Hallo ihr beiden,
eure Situationen sind mir sehr bekannt. Habe selbst einen trinkenden Vater, ich kann mich nicht erinnern, ihn irgendwann etwas alkoholfreies trinken gesehen zu haben. Trinkt Bier und Wein/Mineralwasser und wenn er darauf angesprochen wird, hat er ja kein Problem damit. Durch den jahrelangen Missbrauch tauchen auch die bekannten Problemchen auf, körperlich und geistig. Die begründete Angst, dass er ein Pflegefall wird, ist natürlich auch da.
Ich muss hier noch erwähnen, dass ich auch auf dem besten Wege dorthin war, einmal aber gottlob ordentlich auf die Schnautze gefallen bin und mich dann ohne wenn und aber für professionelle Hilfe entschieden habe und somit schon mein 3. Alk-freies Jahr angefangen habe.
Ich habe im Zuge der Therapien sehr viel gelernt und vor allem, sehr wichtig - ich wollte nicht mehr trinken und das ganze Drumherum haben (Probleme in der Ehe, Arbeitsplatz, beim Autofahren etc.). Unsere Väter oder Alkohol trinkende Menschen allgemein müssen oft einen Tiefpunkt erreichen, damit sie bereit sind, sich helfen zu lassen. Als Angehöriger kann man da weniger helfen, es muss vom Trinker ausgehen.
Ich in meiner Situation halte einen gewissen Abstand, so geht es mir am besten. Und ich weiss auch, wie kampfgeisterin schrieb, "Papa, ich habe Angst um Dich" - das würde ihn nicht umstimmen.

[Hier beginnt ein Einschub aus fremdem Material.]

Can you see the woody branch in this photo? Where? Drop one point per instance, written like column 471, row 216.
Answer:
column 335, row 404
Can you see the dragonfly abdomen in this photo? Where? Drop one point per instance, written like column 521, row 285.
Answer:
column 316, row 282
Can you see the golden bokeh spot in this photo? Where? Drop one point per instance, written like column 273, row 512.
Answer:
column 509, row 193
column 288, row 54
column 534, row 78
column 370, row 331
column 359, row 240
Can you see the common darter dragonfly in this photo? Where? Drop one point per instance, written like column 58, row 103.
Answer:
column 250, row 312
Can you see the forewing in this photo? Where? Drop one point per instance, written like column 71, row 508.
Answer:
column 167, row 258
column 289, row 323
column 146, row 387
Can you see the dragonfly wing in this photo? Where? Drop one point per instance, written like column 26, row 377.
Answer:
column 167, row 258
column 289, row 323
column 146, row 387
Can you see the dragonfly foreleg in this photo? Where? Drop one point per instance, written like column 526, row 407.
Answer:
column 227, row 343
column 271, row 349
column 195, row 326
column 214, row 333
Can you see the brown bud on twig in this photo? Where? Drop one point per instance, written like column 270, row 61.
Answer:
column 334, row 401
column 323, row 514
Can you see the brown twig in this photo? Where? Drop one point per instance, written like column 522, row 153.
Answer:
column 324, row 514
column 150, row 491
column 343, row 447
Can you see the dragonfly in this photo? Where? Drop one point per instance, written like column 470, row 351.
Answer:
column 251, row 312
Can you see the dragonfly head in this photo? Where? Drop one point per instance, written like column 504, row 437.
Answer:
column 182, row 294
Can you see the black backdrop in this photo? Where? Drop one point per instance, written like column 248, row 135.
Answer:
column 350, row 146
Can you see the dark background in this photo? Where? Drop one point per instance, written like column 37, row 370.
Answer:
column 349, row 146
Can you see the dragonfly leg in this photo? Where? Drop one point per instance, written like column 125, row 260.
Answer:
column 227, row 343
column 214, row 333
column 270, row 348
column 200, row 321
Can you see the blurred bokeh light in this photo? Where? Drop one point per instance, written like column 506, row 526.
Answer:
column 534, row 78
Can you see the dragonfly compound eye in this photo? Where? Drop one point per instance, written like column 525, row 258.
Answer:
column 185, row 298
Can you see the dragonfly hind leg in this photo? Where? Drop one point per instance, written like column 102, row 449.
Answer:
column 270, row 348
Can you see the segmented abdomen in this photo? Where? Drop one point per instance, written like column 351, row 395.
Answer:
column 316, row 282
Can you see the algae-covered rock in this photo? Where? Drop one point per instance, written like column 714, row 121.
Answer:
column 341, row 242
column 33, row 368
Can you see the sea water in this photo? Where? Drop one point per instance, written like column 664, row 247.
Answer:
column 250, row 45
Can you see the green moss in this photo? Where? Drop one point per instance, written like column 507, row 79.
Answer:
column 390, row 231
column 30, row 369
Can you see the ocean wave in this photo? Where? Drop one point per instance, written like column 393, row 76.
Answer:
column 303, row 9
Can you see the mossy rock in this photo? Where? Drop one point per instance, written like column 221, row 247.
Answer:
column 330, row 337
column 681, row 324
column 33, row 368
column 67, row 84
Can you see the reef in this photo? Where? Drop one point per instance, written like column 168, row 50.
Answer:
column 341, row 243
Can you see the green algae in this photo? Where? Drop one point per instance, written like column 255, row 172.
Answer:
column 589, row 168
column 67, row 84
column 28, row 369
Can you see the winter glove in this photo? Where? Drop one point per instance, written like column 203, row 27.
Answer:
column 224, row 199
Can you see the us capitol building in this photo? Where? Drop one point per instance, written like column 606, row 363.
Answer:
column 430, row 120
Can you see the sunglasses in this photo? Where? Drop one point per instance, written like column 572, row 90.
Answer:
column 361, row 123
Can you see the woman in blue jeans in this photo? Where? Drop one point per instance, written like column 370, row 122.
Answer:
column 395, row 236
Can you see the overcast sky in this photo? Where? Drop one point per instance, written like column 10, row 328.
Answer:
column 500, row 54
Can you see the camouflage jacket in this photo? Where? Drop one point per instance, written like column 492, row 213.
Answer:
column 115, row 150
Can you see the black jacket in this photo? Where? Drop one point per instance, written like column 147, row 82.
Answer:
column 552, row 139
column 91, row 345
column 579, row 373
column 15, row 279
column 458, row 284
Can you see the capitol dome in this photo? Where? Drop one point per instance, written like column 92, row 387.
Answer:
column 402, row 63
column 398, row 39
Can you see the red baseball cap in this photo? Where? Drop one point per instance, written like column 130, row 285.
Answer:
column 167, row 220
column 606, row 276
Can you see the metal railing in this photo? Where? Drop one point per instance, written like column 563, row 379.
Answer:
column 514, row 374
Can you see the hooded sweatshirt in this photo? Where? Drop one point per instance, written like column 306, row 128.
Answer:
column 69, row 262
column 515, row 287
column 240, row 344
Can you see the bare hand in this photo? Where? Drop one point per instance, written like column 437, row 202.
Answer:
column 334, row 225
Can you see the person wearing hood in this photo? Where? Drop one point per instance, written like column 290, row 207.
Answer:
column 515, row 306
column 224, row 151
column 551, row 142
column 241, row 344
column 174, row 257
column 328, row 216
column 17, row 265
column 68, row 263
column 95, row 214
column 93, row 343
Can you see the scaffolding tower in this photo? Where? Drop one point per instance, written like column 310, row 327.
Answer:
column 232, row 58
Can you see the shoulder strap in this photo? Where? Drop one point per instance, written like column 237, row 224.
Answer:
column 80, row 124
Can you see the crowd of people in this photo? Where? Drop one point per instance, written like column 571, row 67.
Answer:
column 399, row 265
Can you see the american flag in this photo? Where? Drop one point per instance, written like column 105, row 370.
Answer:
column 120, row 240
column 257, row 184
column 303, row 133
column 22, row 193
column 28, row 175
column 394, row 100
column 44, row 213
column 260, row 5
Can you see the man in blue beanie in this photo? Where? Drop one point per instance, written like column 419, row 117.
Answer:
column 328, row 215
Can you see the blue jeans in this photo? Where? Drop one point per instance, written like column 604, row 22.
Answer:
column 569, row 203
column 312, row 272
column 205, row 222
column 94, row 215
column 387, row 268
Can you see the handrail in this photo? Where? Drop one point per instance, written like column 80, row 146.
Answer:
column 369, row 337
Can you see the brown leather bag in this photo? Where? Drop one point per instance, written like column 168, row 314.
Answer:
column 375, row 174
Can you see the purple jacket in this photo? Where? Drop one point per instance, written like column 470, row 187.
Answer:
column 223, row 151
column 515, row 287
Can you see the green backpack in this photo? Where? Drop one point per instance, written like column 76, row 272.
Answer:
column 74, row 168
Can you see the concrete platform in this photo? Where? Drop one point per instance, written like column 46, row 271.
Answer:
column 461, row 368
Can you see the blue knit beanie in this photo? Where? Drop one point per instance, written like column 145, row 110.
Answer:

Wir müssen hier davon ausgehen, dass diese Menschen - auch wenn es unsere nächsten Angehörigen sind - krank sind. Man muss als Angehöriger auch sehr vorsichtig sein, sich nicht auch noch gefangen nehmen zu lassen (Co-abhängig!). Co-abhängig ist man zum Beispiel, wenn man den Trinkenden indirekt unterstützt, seine Sucht auszuleben (man macht für Ihn Behördenwege, kauft die Getränke, meldet ihn am Arbeitsplatz krank usw.).
Ich hoffe, ich war mit meinem Beitrag nicht zu hart, er beschreibt nur meine persönliche Meinung.